Allowing rent to mostly accrue to land owners (as in Canada and other democracies) has the same negative effect as not collecting it all, as in the former USSR.
Michael Hudson writes:
The former Soviet Russia and other [communist] economies had NO payment of rent. But they had land. Because Russia did not collect the rent for land it led to inefficiency. Bureaucrats let the "best" flats in a city to Communist Party members in return for favours.
I visited Minsk in 1983. They had a huge, successful tractor factory whose grounds on one side of the city spread from almost the centre to the outskrits. It consisted of a rambling network of workshops and loads of wasted space. I asked the factory manager how much they paid for the site? He answered (through an interpretor) "You have to realise this is a communist economy and the land is free".
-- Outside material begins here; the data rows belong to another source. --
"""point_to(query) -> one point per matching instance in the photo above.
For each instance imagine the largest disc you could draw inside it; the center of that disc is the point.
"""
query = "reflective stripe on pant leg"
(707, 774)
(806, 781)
His factory was prohibiting other potenial industries and enterprises (such as worker or consumer co-ops) from operating on the most productive sites. Even our trade union-owned hotel was on the outskirts of town close to a forest.
If the manager had had to pay the economic rent for the site then he/she would have contracted the amount of space used, probably to the cheapest land on the outskirts or maybe close to a highway or railhead. But releasing a huge amount of land for other productive purposes. In addition the state would have received a considerable income from land rent from all users especially with new enterprises springing up on favourable available sites.
In the former communist Yugoslavia under Tito, I once read of a dispute between a forestry co-op and the local town about who should pay for a new road. The town council refused to finance it as the forestry co-op would be the main beneficiaries. The co-op refused to pay as they claimed that it was the civic duty of the town council to build roads. As far as I know - the road was never built!
Now if the Communists had not just nationalised land - but also charged the full economic rent how efficient would the Soviet system have become?